Las muertes de la Panamericana desencadenaron la primera movilización
de travestis en la democracia. El lunes 21 de diciembre de 1986 unas veinte
travestis se reunieron en la Plaza de Mayo. Llevaban una carta para el presidente
Raúl Alfonsín y pancartas que decían “Queremos tolerancia”, “Basta de abusos” y
“Queremos igualdad de derechos”. Entre ese año y el siguiente, “las travestis
irrumpieron en la Argentina post-dictatorial con una agenda básica: el derecho a
poder vivir y circular libremente, un derecho básico que la sociedad argentina les
negó y que les sigue negando a muchas en la práctica”, afirma Patricio Simonetto,
quien señala que esas manifestaciones “desbordaban totalmente lo esperado para
la Argentina democrática”.
La marcha se realizó al día siguiente de la muerte de Fabiola la patrullero,
llamada así por su voz de alerta cuando veía un auto de la policía y fue impulsada
por Mónica Ramos, una uruguaya radicada en Tigre que nucleó a sus compañeras
en lo que se conoció como el Fuerte Travesti. Ramos fue a su vez asesinada a
tiros en agosto de 1990, en otro crimen que quedó impune.

Un método para matar


Para Simonetto, “el centro de la cuestión no es si hubo o no un solo
asesino” sino la trama social en que las víctimas resultaron víctimas de crímenes,
agresiones de clientes, apremios policiales y muertes en la ruta. “Tengo un
recuerdo muy patente -cuenta- del papá de un amigo que nos llevó a ver en auto a
las travestis que vendían sexo en una avenida del conurbano bonaerense, para
reírnos de ellas. Mi pregunta es cuáles son esas pedagogías profundas que han
sostenido este odio, este deseo de exterminarlas que luego encarnan estos
asesinos”.
Para Butierrez, el caza mariposas “tiene más ribetes de un mito” y de “un
invento de la prensa en sintonía con una profusa cantidad de experiencias
similares en otros países que investigaban asesinos seriales”, como la de Peter
Suttcliffe, el llamado destripador de Yorkshire que asesinó a trece mujeres en
Inglaterra entre 1975 y 1980. “La versión de un asesino serial es cómoda para
todos, exime a la policía, justifica el odio hacia las travestis en un asesino con
ribetes psicopáticos, exime a los vecinos y limpia de conflictos la escena”, dice la
investigadora. Sin embargo, agrega, “es probable que haya habido algún caso que
se corresponda a un crimen con motivaciones más individuales”.

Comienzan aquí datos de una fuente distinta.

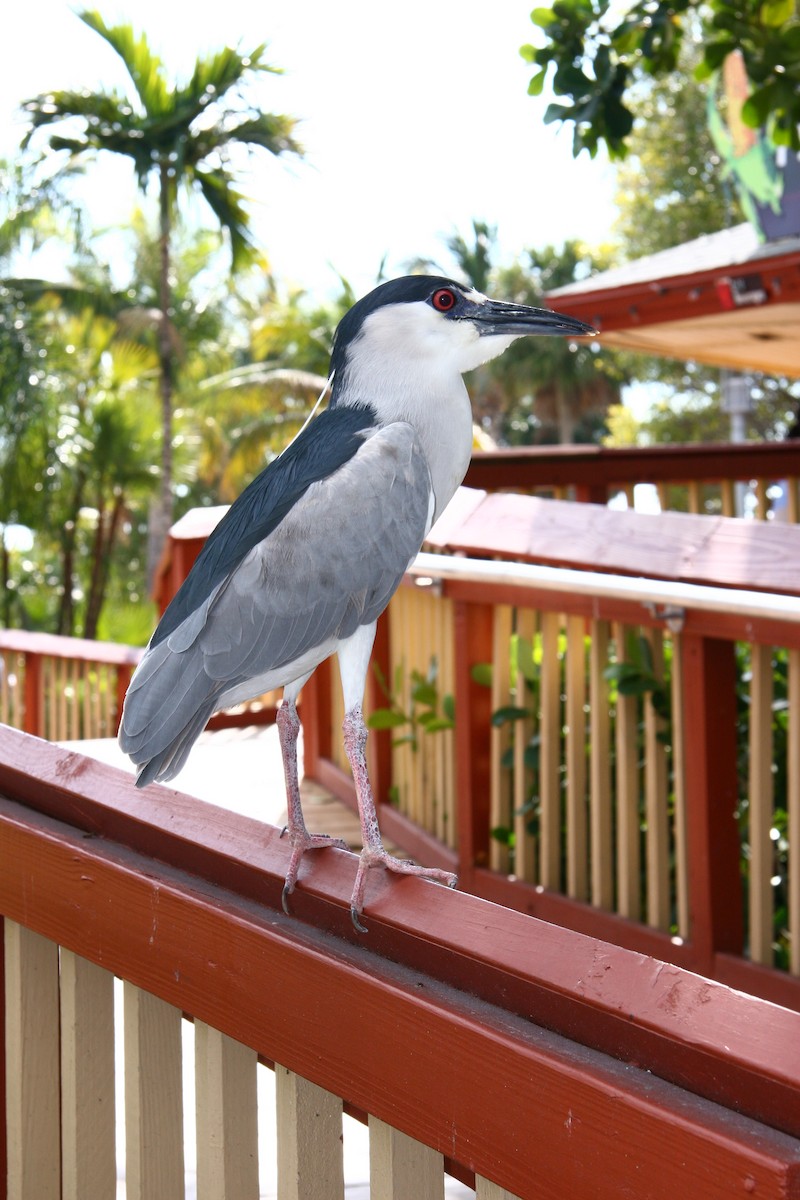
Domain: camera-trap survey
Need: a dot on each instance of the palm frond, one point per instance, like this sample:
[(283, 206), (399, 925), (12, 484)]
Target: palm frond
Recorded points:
[(145, 69), (227, 207)]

Los testimonios “hablan de un método para matar en donde no habría
resultado extraña la connivencia entre la policía y algún efectivo de civil subido a
un auto sin identificación y hay declaraciones donde incluso se señala a los
vehiculos particulares de oficiales de la Bonaerense: todo eso está sin investigar”.

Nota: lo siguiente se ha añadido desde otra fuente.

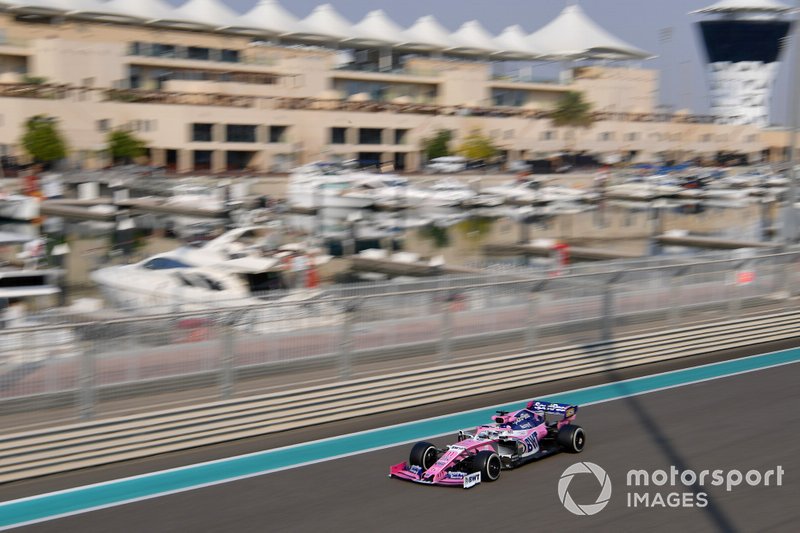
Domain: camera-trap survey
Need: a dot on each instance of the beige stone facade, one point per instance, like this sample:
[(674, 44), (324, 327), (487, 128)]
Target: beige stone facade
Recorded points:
[(206, 101)]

Si las muertes cesaron en la ruta, “con el tiempo esa conflictividad migró a
otros espacios, otros barrios”, afirma Butierrez. “La violencia está hoy en los
hospitales, cuando no te quieren atender. El artículo 11 de la ley de identidad de
género no se está cumpliendo”, denuncia María Belén Correa en alusión a la
norma que establece el derecho de las personas de acceder a intervenciones
quirúrgicas o tratamientos hormonales para adecuar sus cuerpos a la identidad de
género autopercibida.
Las razones por las que el criminal no fue identificado podrían encontrarse
en el relato de la sobreviviente que lo enfrentó. Carla Pericles cuenta que aquella
noche el escarmiento que le dio al cazador tuvo testigos, ya que “pasaron coches
a mirar” y a pocos metros había una parrilla en la que unos policías “hacían como
si no me conocieran”.
-¿Sos loca, Carla? -le preguntó finalmente uno de los policías en el lugar-
¿Qué estás haciendo?
-Llevalo preso -respondió Pericles, y señaló al hombre al que había dejado
inconsciente, con golpes y mordeduras-. Es el atrapa mariposas, él mata a las
travestis.
-¡No! -contestó el otro-. Es el nuevo comisario.